Do you deal with capital letters?

No. If a word contains a letter that should always be kept capitalized (e.g. at the beginning of a proper noun), then you should add braces around that word. This should not be done for every capital letter in the title. Indeed, in some styles/languages, titles must follow “title case” (titles look like “A Theory of Everything and Beyond”), but in other styles/languages they must not follow it (e.g. in French titles must look like “Théorie du tout et du reste”). BibLaTeX already handles this automatically, so do not force its hand.
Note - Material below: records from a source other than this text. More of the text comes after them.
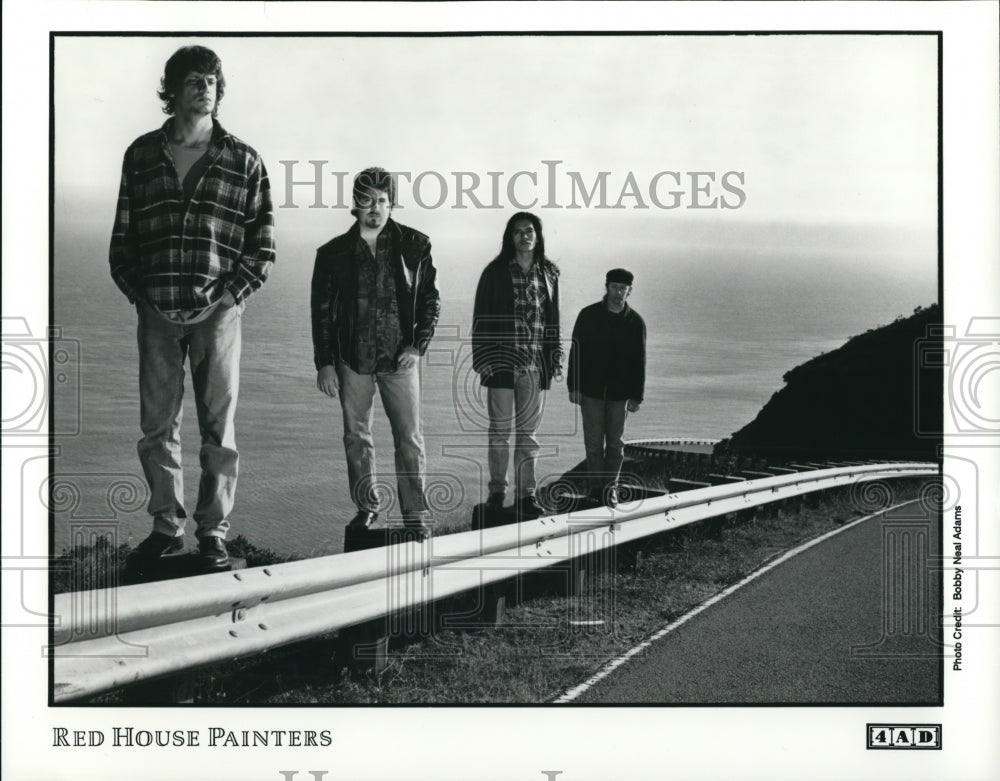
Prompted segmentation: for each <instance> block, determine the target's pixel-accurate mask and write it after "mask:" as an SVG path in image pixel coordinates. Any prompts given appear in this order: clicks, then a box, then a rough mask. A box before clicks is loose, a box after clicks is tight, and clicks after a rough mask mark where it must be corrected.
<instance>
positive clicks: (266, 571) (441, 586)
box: [49, 463, 940, 703]
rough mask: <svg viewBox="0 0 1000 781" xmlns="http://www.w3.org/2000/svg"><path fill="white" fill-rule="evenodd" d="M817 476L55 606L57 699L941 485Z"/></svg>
mask: <svg viewBox="0 0 1000 781" xmlns="http://www.w3.org/2000/svg"><path fill="white" fill-rule="evenodd" d="M939 473H940V467H939V465H937V464H933V463H876V464H861V465H853V466H841V467H835V468H817V469H809V470H808V471H800V472H795V473H790V474H781V475H777V476H775V477H766V478H759V479H751V480H746V481H743V482H738V483H728V484H725V485H717V486H710V487H706V488H699V489H696V490H691V491H685V492H683V493H676V494H667V495H664V496H659V497H655V498H651V499H650V498H646V499H642V500H639V501H637V502H635V503H633V504H623V505H620V506H619V507H617V508H614V509H612V508H609V507H599V508H594V509H590V510H585V511H578V512H572V513H566V514H563V515H554V516H546V517H541V518H538V519H535V520H530V521H525V522H523V523H520V524H516V525H511V526H502V527H496V528H491V529H484V530H479V531H470V532H461V533H458V534H450V535H445V536H441V537H432V538H431V539H430V540H427V541H425V542H405V543H401V544H399V545H392V546H389V547H386V548H380V549H374V550H366V551H358V552H354V553H345V554H339V555H335V556H325V557H322V558H317V559H309V560H305V561H296V562H289V563H285V564H278V565H273V566H268V567H256V568H251V569H246V570H239V571H234V572H226V573H218V574H213V575H201V576H197V577H192V578H184V579H180V580H173V581H164V582H159V583H152V584H143V585H135V586H123V587H120V588H117V589H104V590H99V591H91V592H79V593H72V594H60V595H58V596H56V598H55V611H56V620H57V622H58V625H57V627H56V629H55V631H54V644H53V646H52V647H51V648H50V649H49V653H50V655H51V656H52V657H54V659H53V694H52V697H53V700H54V701H55V702H56V703H64V702H70V701H72V700H76V699H82V698H86V697H91V696H94V695H96V694H100V693H102V692H106V691H110V690H113V689H116V688H120V687H122V686H126V685H129V684H133V683H136V682H139V681H143V680H147V679H150V678H154V677H157V676H160V675H166V674H169V673H176V672H180V671H183V670H187V669H192V668H196V667H199V666H202V665H206V664H211V663H214V662H220V661H224V660H228V659H234V658H237V657H242V656H248V655H251V654H256V653H260V652H263V651H266V650H268V649H271V648H276V647H278V646H281V645H286V644H288V643H293V642H296V641H300V640H304V639H307V638H310V637H315V636H317V635H321V634H324V633H328V632H332V631H334V630H338V629H343V628H346V627H350V626H354V625H356V624H359V623H362V622H365V621H368V620H372V619H375V618H379V617H382V616H387V615H392V614H393V613H395V612H398V611H403V610H406V609H409V608H413V607H416V606H419V605H423V604H428V603H430V602H432V601H434V600H437V599H441V598H443V597H447V596H450V595H453V594H457V593H460V592H463V591H467V590H470V589H475V588H479V587H481V586H483V585H485V584H488V583H492V582H496V581H500V580H504V579H506V578H509V577H512V576H514V575H517V574H518V573H521V572H525V571H529V570H535V569H542V568H545V567H551V566H553V565H555V564H559V563H561V562H565V561H568V560H570V559H573V558H576V557H578V556H581V555H583V554H590V553H596V552H598V551H600V550H603V549H605V548H609V547H612V546H615V545H619V544H621V543H624V542H629V541H632V540H636V539H640V538H642V537H646V536H649V535H652V534H657V533H660V532H664V531H668V530H670V529H674V528H677V527H680V526H684V525H686V524H689V523H694V522H696V521H700V520H704V519H707V518H712V517H716V516H719V515H724V514H727V513H731V512H735V511H739V510H745V509H749V508H752V507H755V506H758V505H762V504H767V503H769V502H774V501H781V500H785V499H789V498H793V497H795V496H799V495H803V494H807V493H810V492H813V491H820V490H825V489H828V488H835V487H843V486H850V485H851V484H852V483H861V482H869V481H872V480H881V479H887V478H898V477H915V476H926V475H937V474H939Z"/></svg>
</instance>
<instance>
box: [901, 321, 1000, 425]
mask: <svg viewBox="0 0 1000 781" xmlns="http://www.w3.org/2000/svg"><path fill="white" fill-rule="evenodd" d="M914 348H915V355H914V358H915V360H914V372H915V377H914V405H913V409H914V430H915V433H916V434H917V436H920V437H940V436H941V435H942V434H943V433H944V432H945V431H946V430H947V431H948V433H949V434H955V435H958V436H995V435H997V434H1000V392H998V390H1000V317H974V318H972V319H971V320H970V321H969V325H968V327H967V328H966V331H965V335H964V336H962V337H958V336H956V328H955V326H953V325H934V326H929V327H928V329H927V335H926V337H925V338H922V339H918V340H917V342H916V343H915V345H914ZM942 393H944V396H945V404H944V405H943V407H944V411H943V414H944V416H945V417H944V418H942V417H941V415H942V404H941V397H942Z"/></svg>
It is not possible to automatically know if a word is a proper noun or not, so this must te dealt with manually.

Remark. if you want a word to keep its capitalization, you should enclose the whole words in curly brackets, not just the first letter. Enclosing the first letter breaks kerning. See BibLaTeX’s documentation for more details.

Do you deal with mathematical expressions?

In titles, everything between a pair of dollar signs is enclosed by braces: $...$ becomes {$...$}. This is relatively crude and may require manual intervention.